En effet les impérialismes de second ordre – France, Grande-Bretagne, Allemagne aussi, avec des réticences, car leurs intérêts respectifs ne coïncident pas forcément avec ceux de l’impérialisme américain – se mettent à la remorque de ce dernier, ainsi que le Japon, le Canada, etc. Ce n’est pas encore la mobilisation générale de la population de ces pays, mais leurs États commencent à se mobiliser contre la Russie. À Lavrov évoquant le risque d’une guerre mondiale, la réponse implicite des dirigeants impérialistes est : Vous parlez de troisième guerre mondiale, c’est votre droit, mais sachez que cela ne nous intimide pas, et nous le prouvons en accroissant nos fournitures d’armes.

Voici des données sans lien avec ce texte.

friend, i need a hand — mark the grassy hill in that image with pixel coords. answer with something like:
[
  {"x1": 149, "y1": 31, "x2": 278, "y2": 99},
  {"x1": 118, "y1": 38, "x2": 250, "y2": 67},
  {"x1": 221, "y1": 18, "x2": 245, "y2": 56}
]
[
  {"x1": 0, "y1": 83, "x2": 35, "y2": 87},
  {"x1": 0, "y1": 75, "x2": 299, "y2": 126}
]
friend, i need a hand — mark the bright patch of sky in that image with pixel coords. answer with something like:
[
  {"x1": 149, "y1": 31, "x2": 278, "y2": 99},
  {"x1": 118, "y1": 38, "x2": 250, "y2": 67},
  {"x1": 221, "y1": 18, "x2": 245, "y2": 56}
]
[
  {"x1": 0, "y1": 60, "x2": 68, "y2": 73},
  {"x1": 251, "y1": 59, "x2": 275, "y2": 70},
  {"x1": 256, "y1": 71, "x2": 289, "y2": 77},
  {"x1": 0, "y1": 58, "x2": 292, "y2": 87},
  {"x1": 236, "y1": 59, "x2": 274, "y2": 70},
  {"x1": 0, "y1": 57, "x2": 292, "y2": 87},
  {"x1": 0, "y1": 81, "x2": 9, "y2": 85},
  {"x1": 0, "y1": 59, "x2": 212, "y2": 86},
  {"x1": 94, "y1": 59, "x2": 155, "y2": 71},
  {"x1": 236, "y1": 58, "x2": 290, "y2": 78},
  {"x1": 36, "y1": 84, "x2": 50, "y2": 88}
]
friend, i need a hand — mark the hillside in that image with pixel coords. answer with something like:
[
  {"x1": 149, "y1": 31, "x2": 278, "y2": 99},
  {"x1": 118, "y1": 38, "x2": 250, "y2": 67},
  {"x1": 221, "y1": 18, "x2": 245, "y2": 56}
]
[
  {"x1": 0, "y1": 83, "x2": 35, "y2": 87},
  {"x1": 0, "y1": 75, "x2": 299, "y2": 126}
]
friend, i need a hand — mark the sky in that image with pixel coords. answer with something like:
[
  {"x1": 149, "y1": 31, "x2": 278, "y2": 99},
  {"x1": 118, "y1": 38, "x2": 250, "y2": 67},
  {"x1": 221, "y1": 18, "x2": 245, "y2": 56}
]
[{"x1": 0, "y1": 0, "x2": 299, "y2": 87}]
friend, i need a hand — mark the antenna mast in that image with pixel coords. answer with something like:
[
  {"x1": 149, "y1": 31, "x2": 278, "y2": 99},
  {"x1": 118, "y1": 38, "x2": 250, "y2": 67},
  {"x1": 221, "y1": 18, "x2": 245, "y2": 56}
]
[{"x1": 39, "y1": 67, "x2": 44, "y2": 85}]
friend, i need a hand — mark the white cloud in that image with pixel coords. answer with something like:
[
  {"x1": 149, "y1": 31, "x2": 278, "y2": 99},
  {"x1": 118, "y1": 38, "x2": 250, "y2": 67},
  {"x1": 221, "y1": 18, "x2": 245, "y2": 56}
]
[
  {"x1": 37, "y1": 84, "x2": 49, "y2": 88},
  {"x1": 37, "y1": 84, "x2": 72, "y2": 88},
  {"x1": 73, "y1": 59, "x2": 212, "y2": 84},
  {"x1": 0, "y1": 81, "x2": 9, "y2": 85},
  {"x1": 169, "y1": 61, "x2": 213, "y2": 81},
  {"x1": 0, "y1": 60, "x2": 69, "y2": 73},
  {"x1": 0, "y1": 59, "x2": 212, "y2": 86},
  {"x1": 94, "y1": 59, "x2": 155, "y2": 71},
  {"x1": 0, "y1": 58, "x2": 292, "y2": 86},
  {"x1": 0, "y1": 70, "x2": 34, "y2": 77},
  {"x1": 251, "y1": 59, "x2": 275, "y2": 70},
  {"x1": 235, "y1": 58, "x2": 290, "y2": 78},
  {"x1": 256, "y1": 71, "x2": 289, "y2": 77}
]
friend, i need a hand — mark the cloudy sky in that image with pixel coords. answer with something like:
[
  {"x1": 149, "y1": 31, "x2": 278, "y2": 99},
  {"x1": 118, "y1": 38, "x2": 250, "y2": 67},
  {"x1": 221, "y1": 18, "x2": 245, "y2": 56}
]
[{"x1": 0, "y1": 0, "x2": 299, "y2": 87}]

Ce qui a changé, entre le début de la guerre en Ukraine, fin février, et aujourd’hui, fin avril, c’est simplement le constat d’un changement de rapport entre les forces en présence avec, d’un côté, les puissances impérialistes qui arment de plus en plus l’Ukraine et, d’autre part, l’affaiblissement incontestable de l’armée du Kremlin, engluée dans une guerre qui ne dit pas son nom et que les soldats russes, pour une bonne part, mènent contre leur volonté.
Les dirigeants américains ont-ils cru que l’armée russe ne ferait qu’une bouchée de l’Ukraine ? En tout cas, au début, ils ne voyaient pas l’intérêt de s’y impliquer outre mesure. Mais cela ne changeait rien au fait qu’ils sont en permanence en train d’essayer d’affaiblir la Russie, de l’entourer de missiles et de troupes de l’OTAN.
La Russie, avec son régime que domine une caste étatique parasitaire, la bureaucratie dont Poutine est le représentant en chef, reste, malgré ses milliardaires, un État à part pour l’impérialisme. C’est un régime qui a, héritage d’un très lointain passé révolutionnaire, sinon les moyens de ses ambitions, du moins des velléités de ne pas plier inconditionnellement devant les puissances capitalistes. Ce qui oppose l’impérialisme à la Russie, en définitive, c’est la volonté du premier d’affirmer son hégémonie sur le monde entier, Russie comprise. Certes, la crise de l’économie mondiale ne l’accule pas aujourd’hui à se lancer dans une fuite en avant guerrière, même dans le cadre de sa volonté d’hégémonie, mais, comme on dit, toutes les occasions sont bonnes à prendre. Et, si l’affaiblissement de l’armée de Poutine et de son régime leur ouvre une opportunité, les dirigeants de l’impérialisme n’hésiteront pas à la saisir. Quitte, surtout si la crise du système capitaliste venait à s’emballer, à prendre le risque évoqué par Lavrov : celui de plonger le monde et ses peuples dans une troisième guerre mondiale.
Certes, il n’y a encore rien d’inéluctable à cela. Mais ce à quoi l’on assiste en Ukraine, c’est au franchissement d’un pas supplémentaire dans cette direction. Et cela doit être un signal d’alarme pour tous les peuples.